GA: I've been working for a year with Vittorio Magnelli (husband of former WTA player Sandrine Testud) in Rome. I've been looking for a professional coach for a long time and at the age of 31 I'm very happy to have found him. He doesn't like to travel so much anymore - he wasn't in Auckland with me - but he's here for Acapulco and Monterrey next week.

Are you working on any particular aspect of your game?
GA: I'm always working on something… it never stops. It doesn't matter which particular game or technique it is.

If you could steal a shot from another player, what would it be?
GA: I wouldn't steal anything. I am who I am and I am what I am and I like myself the way I am.

What is your favorite tournament? Playing surface?
GA: My favorite tournament is Acapulco because I love the clay - I grew up on clay. And I love Indian Wells… this is a tournament where there is absolutely no noise.
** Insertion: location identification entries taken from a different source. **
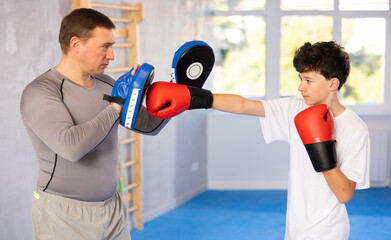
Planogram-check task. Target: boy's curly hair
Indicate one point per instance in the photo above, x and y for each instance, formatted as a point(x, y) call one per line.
point(327, 58)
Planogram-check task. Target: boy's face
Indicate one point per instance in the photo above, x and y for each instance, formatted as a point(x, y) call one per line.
point(315, 88)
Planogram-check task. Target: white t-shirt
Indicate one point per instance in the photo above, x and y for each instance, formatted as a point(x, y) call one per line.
point(313, 211)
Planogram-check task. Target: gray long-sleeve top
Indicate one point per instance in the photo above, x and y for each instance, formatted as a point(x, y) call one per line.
point(74, 134)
Who has been your toughest opponent?
GA: Oh my gosh… actually they are all tough. I can't remember any particular one. Well, two years ago I played Venus Williams, here in Acapulco actually, and it was more than a three hour match… I was very close to beating her. But I've had many matches like that against big names.
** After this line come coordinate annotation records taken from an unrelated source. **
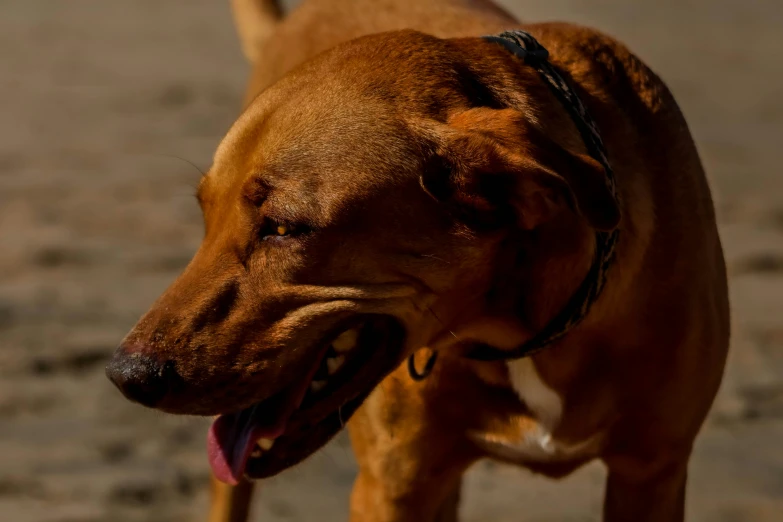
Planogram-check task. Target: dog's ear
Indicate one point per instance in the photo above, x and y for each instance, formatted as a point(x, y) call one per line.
point(494, 166)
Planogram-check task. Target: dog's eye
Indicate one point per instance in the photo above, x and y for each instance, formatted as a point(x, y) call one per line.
point(277, 230)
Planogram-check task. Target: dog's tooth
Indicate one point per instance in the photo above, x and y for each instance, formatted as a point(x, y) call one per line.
point(334, 363)
point(266, 444)
point(346, 341)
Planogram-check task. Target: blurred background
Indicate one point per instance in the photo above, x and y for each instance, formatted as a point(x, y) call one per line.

What has been your best tennis moment so far?
GA: Absolutely my title win this year in Auckland, beating Maria Sharapova and Yanina Wickmayer. It was a dream week. And competing at the Olympic Games in Beijing was something really special.

If you could steal a shot from another player, what would it be?
GA: I wouldn't steal anything. I am who I am and I am what I am and I like myself the way I am.

What is your goal for 2011?
GA: My goal in tennis is to get into the Top 30 this year.

What's the best thing, and the toughest thing, about life on tour?
GA: I like going to different places and meeting people and seeing different cultures. The toughest thing is that we don't really have a social life because we are on tour, living from a suitcase, never really being at home.

What do you like to do in your spare time?
GA: I like to go shopping to relax, I like to go to the beach, talking and hanging out on Skype with my friends and family. I also like going to the cinema and reading books.

What non-tennis skill would you most like to have?
GA: I would love to play guitar. Maybe I'll try it later.

What quality do you most admire in others?
GA: When they're playing fair, and just being professional in what they are doing. In any way… it doesn't have to be just in sports. In any job.

If you were stuck on a desert island and could have only one luxury item with you, what would you want it to be?
GA: Not my tennis racquet, that's for sure! I'd wish I wouldn't be alone… I'd want my boyfriend to be with me.

If not tennis…
GA: I think I'd do what my parents are doing, designing the interiors of apartments, houses and buildings. I'd really love to do that. And be a mother. Very normal things, I think.